[REBOL.org] Outage
[1/7] from: SunandaDH:aol at: 24-Jun-2004 15:02
Just about the only "official" REBOL site not to crash in the past few weeks
was REBOL.org.
But now it has joined the others.
REBOL.org just got taken down by the ISP because there were 100s of
unterminated CGI processes running.
It's been a busy couple of days with triple the usual messages, mainly due to
spiders being very active.
But, even so, all processes should terminate at a quit.
I know this sort of problem has been raised before (by Graham)?
If anyone has any ideas, I'd be very grateful to hear them.
Versions:
OS: FreeBSD
Server: Apache 1.3
REBOL: Core 2.5.6.4.1.
The site is back up now, but the ISP techies are keeping a close eye on it,
Thanks,
Sunanda.
[2/7] from: g:santilli:tiscalinet:it at: 25-Jun-2004 13:59
Hi SunandaDH,
On Thursday, June 24, 2004, 9:02:28 PM, you wrote:
Sac> But, even so, all processes should terminate at a quit.
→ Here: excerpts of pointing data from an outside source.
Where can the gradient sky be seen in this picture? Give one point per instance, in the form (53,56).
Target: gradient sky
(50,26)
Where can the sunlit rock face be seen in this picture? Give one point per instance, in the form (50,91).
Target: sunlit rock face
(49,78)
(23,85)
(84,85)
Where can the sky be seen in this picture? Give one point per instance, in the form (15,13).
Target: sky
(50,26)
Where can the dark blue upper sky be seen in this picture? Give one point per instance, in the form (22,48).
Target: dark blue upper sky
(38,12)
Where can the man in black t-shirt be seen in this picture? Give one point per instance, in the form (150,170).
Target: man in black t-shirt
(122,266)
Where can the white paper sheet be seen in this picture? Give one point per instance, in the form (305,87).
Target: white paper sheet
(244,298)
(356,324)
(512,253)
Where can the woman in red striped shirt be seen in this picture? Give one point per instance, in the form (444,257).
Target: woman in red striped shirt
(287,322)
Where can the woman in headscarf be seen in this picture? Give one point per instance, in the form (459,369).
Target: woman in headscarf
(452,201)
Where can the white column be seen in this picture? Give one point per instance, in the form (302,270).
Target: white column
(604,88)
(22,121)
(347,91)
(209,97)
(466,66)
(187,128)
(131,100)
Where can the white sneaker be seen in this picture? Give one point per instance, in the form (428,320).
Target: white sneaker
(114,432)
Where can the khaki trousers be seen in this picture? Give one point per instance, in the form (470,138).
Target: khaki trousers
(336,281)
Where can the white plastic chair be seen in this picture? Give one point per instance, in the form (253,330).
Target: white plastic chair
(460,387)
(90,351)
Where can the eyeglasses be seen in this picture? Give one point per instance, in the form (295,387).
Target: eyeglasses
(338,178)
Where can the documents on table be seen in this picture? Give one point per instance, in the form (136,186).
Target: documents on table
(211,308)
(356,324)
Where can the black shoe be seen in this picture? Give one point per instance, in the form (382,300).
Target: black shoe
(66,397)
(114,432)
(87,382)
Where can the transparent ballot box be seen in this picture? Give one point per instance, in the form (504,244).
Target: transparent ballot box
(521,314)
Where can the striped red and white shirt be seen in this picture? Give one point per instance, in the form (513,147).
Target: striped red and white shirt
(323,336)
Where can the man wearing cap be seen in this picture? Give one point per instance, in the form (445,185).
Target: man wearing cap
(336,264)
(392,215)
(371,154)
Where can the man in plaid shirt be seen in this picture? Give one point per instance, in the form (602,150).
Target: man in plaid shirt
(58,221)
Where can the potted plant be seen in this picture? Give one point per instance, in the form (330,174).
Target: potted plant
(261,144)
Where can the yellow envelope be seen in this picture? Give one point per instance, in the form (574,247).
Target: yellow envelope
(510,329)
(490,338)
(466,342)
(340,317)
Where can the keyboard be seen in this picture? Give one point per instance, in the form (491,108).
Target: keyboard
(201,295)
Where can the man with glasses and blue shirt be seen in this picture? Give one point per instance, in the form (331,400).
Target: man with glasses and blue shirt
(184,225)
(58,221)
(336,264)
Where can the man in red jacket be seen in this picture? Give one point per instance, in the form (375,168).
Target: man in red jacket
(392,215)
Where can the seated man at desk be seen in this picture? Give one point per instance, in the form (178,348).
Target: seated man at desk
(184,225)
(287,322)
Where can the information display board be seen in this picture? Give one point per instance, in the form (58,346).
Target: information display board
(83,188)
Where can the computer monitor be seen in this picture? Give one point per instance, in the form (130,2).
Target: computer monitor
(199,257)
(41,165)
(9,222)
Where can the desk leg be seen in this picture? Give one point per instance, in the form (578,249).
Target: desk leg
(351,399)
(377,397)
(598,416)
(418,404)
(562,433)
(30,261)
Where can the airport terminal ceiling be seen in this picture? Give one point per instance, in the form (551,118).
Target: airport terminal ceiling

I think the real problem is that only one of the processes
actually terminates. Wild guess --- this could be related to the
sysport bug, one of the processes hangs after getting a signal.
(REBOL starts two processes on Unix.)
Regards,
Gabriele.
--
Gabriele Santilli <[g--santilli--tiscalinet--it]> -- REBOL Programmer
Amiga Group Italia sez. L'Aquila --- SOON: http://www.rebol.it/
[3/7] from: SunandaDH::aol::com at: 26-Jun-2004 18:14
Gabriele:
> I think the real problem is that only one of the processes
> actually terminates. Wild guess --- this could be related to the
> sysport bug, one of the processes hangs after getting a signal.
> (REBOL starts two processes on Unix.)
Thanks. I didn't know about the two processes.....It certainly looks like one
of them (at least) doesn't terminate under some conditions. But most days,
it's fine.
Theories vary about why, but a common theme is that failure is triggered when
the server is under a heavier than usual load.
On our failure day, we had twice as many messages as on an average day.
So, maybe, the problem is (also) related to having two or more independent
REBOL CGIs running at once -- maybe they deadlock on trying to access some
common resource.
If so, it puts an uncomfortably low ceiling on the number of messages we can
handle in one day -- at least until the problem is fixed.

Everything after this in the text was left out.